Estudiantes won the Libertadores in 1968, beating Racing in a brutal three-game semi-final, and then opening up to beat Palmeiras of Brazil in a final that also went to a third-game playoff. It was during that run that the term 'anti-fútbol' was coined to describe their methods, but El Gráfico remained supportive, although acknowledging that their style was "more solid than beautiful".
As Argentina failed to qualify for the 1970 World Cup, though, Estudiantes came to be seen as part of the problem, stifling natural talent, even as they retained their Libertadores title. In September 1969 they lost the first leg of the Intercontinental final 3-0 away to AC Milan, which raised doubts about the efficacy of their style, but it was the return in la Bombonera that really began to harden opinion against them.
Estudiantes won 2-1, but far more significant was the violence of the game. Aguirre Suarez broke Nestor Combin's cheekbone with a stray elbow, and the goalkeeper Alberto Poletti then punched Gianni Rivera, an assault Eduardo Manera followed up by kicking him to the ground.
"Television took the deformed image of a match and transformed it into urban guerrilla warfare all over the world,' said the match report in El Gráfico, and the watching president was just as unimpressed.
"Such shameful behaviour has compromised and sullied Argentina's international reputation and provoked the revulsion of a nation," General Ongania said.
All three were sentenced to 30 days in jail for "disgracing a public spectacle".

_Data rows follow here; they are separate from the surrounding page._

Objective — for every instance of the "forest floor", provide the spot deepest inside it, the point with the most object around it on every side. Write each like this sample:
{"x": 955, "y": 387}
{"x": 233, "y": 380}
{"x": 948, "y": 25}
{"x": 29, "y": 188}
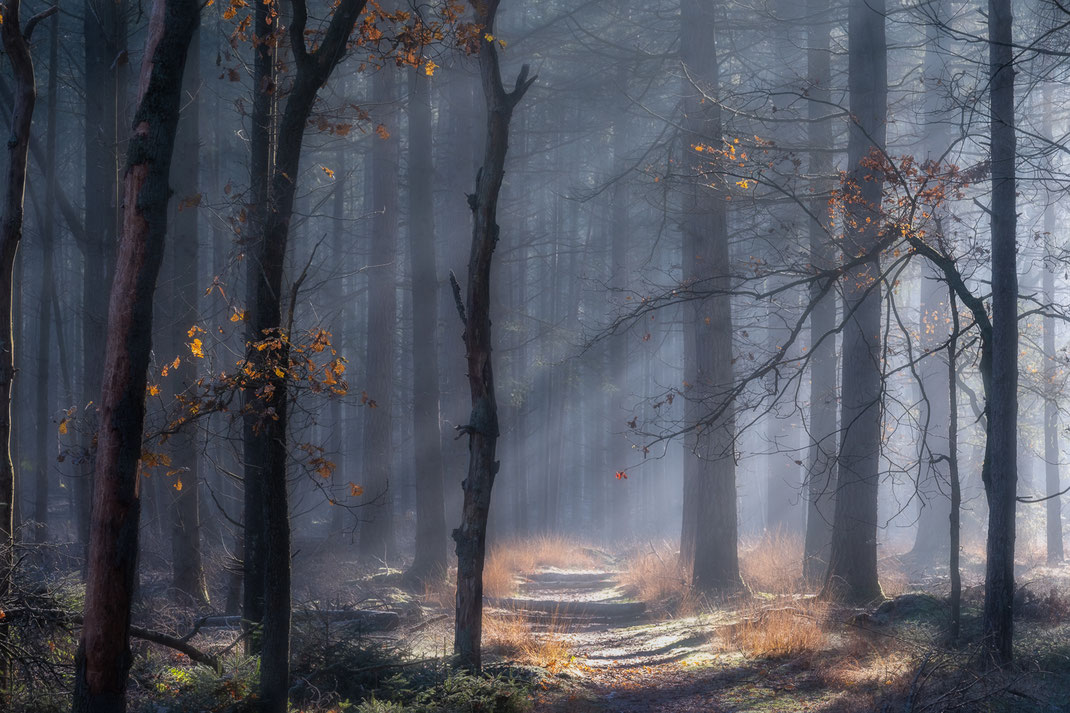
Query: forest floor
{"x": 776, "y": 651}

Estudiantes recovered to beat Penarol 1-0 over two legs to complete a hat-trick of Libertadores titles in 1970, but the tide of public opinion had turned, and decline set in. This Estudiantes have nothing like the reputation of their forebears but, under Alejandro Sabella, once of Leeds and Sheffield United, they have progressed through the Libertadores without conceding a goal. Cruzeiro are favourites to complete their triumph next Wednesday, but they'll first have to score against the heirs of Zubeldia.